While her new environment was covered in a gloomy blanket of rain and wind, she braved through it with her rain boots and jacket. She passed darkened windows of stores that had been closed up for the night. The streets were cleared of people, empty and desolate. Or at least she thought so. She continued on with her journey, but suddenly stopped. Squinting, her eyes focused through the rain at a dark figure that seemed to be looming towards her. It came closer, and she saw that it was a person wearing a deep black jacket and blue jeans. He slouched, his face hidden from view by the hood and his hands were stuffed in his pockets at his sides. Maka froze. He walked down the street, this mysterious young man, and didn't bother to look up, as if he knew already of her presence. When his shadow edged closer to hers, he stopped. Maka prepared to defend herself.
But then, she heard him chuckled. "New girl, huh?" His voice rumbled, and he peeked up slightly as two crimson droopy eyes gazed at her. She drew back, slightly panicked.
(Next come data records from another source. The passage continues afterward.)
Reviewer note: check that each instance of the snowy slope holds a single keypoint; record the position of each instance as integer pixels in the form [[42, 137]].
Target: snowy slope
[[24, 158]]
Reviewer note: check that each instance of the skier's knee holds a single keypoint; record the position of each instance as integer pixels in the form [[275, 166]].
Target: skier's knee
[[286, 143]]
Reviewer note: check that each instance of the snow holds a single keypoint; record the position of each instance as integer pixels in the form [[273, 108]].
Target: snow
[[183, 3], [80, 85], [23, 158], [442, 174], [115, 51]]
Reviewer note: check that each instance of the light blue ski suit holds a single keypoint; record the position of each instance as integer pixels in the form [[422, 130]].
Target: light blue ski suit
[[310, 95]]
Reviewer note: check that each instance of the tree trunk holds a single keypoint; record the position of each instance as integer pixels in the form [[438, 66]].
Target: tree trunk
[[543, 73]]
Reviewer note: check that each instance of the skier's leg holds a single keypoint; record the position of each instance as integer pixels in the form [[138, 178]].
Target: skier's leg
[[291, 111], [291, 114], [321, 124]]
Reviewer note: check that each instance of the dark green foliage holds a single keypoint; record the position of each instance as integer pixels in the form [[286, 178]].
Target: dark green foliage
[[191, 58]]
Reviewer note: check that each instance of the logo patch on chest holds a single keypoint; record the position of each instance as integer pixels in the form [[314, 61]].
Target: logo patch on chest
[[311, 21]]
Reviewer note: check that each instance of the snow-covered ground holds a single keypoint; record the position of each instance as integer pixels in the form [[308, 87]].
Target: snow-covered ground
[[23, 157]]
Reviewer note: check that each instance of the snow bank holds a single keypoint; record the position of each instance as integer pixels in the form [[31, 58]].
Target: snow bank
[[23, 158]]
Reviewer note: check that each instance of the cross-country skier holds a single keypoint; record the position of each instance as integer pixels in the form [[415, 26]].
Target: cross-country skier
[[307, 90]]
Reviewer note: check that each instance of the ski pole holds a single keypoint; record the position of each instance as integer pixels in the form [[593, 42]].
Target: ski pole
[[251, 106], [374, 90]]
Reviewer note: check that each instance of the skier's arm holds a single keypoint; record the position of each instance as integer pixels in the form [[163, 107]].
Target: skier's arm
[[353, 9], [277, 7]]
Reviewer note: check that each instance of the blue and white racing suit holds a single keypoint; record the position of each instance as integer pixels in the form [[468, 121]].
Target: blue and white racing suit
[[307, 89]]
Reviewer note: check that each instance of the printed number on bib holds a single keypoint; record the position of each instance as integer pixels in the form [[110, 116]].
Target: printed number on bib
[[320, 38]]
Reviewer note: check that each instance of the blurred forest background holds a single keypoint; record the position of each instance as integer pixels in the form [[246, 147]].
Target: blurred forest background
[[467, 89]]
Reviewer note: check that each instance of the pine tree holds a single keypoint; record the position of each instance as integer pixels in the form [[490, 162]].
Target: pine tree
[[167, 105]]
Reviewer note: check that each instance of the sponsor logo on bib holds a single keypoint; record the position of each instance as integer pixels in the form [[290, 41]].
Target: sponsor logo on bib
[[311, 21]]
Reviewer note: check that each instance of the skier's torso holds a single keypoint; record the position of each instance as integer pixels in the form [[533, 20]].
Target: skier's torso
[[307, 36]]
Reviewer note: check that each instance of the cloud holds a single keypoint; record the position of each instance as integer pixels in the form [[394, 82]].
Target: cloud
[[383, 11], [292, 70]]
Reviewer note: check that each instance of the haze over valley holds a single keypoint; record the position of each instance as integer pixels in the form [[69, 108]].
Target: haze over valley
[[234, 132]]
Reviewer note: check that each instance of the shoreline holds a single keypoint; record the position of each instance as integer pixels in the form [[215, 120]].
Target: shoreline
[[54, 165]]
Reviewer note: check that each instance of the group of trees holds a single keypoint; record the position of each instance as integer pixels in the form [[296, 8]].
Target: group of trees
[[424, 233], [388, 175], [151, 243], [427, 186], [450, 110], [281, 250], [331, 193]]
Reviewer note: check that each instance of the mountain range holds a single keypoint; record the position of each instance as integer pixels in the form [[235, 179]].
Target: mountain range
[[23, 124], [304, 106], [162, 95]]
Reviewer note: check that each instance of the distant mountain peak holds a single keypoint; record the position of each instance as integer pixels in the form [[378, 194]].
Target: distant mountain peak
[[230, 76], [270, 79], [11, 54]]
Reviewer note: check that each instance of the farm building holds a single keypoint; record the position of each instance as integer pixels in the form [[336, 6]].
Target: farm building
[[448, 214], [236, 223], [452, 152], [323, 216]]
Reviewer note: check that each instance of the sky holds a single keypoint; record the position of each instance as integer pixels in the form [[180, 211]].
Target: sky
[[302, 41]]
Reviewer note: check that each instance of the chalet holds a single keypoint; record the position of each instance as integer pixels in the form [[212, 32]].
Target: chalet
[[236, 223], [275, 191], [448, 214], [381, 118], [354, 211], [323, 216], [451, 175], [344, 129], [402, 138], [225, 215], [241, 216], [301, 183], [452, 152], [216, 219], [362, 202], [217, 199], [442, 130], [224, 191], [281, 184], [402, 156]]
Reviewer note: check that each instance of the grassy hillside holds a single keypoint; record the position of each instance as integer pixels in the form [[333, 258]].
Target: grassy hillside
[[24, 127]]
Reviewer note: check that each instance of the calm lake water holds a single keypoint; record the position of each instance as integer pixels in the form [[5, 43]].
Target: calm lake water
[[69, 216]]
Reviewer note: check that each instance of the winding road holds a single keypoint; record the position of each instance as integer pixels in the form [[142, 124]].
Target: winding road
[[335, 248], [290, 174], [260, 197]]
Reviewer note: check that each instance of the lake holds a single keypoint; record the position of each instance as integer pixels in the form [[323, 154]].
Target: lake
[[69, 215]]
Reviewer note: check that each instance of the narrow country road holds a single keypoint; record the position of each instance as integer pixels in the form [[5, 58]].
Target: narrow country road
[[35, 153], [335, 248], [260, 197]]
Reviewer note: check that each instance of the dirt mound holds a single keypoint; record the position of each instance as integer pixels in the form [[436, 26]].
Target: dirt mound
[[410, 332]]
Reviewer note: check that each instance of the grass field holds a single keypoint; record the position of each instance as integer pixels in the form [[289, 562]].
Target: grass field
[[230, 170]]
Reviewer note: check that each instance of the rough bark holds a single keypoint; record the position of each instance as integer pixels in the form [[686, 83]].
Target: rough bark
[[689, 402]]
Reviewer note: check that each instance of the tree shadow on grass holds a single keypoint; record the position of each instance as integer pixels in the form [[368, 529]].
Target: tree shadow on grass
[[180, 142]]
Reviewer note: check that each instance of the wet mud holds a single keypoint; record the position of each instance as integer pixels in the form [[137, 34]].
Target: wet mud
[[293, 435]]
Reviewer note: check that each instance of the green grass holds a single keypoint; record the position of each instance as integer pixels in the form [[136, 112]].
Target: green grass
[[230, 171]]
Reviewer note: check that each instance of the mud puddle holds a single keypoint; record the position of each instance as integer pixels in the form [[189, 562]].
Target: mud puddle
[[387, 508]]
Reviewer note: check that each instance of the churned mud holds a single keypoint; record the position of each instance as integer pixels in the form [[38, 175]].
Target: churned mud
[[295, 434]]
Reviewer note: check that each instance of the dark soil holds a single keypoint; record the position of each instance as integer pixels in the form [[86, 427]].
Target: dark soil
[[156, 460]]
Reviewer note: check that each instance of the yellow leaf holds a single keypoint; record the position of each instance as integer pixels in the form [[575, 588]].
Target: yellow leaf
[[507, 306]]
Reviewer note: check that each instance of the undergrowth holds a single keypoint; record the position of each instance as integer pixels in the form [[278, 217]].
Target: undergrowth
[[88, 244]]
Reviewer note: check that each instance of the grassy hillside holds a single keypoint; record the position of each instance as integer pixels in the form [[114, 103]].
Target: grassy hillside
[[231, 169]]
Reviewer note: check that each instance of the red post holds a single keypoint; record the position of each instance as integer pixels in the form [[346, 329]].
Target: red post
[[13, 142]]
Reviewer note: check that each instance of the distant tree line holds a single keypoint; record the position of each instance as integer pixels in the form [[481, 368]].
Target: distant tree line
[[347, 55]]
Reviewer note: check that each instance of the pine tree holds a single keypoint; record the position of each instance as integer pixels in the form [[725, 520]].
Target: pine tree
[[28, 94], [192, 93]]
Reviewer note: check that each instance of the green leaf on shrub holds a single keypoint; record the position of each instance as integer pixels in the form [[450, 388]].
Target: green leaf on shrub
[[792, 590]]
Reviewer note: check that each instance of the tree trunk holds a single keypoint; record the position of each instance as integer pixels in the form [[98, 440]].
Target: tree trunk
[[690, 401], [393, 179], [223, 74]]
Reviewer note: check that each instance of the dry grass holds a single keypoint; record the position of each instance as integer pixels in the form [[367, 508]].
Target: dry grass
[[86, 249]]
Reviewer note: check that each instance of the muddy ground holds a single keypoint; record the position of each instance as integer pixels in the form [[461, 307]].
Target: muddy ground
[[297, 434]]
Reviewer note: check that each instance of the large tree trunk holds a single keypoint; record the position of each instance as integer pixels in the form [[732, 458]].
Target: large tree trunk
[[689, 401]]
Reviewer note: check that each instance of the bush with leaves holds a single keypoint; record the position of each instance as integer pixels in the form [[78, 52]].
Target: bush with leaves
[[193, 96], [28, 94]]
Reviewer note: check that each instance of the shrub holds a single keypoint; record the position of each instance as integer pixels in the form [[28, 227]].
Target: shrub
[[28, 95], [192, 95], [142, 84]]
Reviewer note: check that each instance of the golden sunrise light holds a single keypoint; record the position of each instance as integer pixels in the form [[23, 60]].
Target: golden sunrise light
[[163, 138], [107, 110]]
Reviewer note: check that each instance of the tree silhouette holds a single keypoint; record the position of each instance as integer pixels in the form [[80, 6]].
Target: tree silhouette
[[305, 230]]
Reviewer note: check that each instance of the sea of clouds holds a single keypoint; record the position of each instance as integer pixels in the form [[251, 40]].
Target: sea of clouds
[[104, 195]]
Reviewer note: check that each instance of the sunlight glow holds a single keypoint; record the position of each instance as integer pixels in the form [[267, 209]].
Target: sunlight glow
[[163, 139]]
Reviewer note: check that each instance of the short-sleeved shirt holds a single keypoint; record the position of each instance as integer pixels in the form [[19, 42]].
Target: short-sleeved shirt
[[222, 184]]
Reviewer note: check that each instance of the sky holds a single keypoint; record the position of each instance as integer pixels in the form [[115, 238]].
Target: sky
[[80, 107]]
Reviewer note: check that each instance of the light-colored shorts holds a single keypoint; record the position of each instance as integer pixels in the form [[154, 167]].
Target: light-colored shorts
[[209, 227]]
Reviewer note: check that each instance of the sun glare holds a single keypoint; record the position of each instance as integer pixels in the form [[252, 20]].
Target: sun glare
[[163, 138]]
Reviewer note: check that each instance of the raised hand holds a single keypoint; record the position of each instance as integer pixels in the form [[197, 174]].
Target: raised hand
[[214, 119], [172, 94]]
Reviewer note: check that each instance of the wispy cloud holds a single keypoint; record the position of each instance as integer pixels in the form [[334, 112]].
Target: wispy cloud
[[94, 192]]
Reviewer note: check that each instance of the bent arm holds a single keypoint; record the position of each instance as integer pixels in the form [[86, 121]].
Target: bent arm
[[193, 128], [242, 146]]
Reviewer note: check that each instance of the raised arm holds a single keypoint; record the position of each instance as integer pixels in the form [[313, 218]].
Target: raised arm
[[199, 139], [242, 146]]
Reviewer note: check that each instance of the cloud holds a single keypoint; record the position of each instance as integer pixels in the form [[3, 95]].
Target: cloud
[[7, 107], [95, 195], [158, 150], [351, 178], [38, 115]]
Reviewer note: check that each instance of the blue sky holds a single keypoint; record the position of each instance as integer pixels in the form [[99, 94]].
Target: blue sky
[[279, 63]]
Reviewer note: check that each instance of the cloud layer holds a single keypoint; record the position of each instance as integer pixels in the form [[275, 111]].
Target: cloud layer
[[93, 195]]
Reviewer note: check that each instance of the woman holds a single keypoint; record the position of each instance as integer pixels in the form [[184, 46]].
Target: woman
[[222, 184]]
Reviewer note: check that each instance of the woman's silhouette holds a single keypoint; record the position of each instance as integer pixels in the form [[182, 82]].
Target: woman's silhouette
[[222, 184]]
"Um...hello..." her unsteady words escaped her mouth. "Do you know where there's a good place to eat here?" His back straightened and the bottom of his face could be seen under the shadow of his hood. Silently, he turned and pointed across the street to a small shop whose bright neon lights illuminated its patch of street. "Th-thanks," she said, managing a smile. The boy didn't seem to stir, and sunk back down again and continued on. She wondered, why wouldn't he look her in the eyes?
Maka decided to follow his strange instructions. That night, they both had take-out for dinner.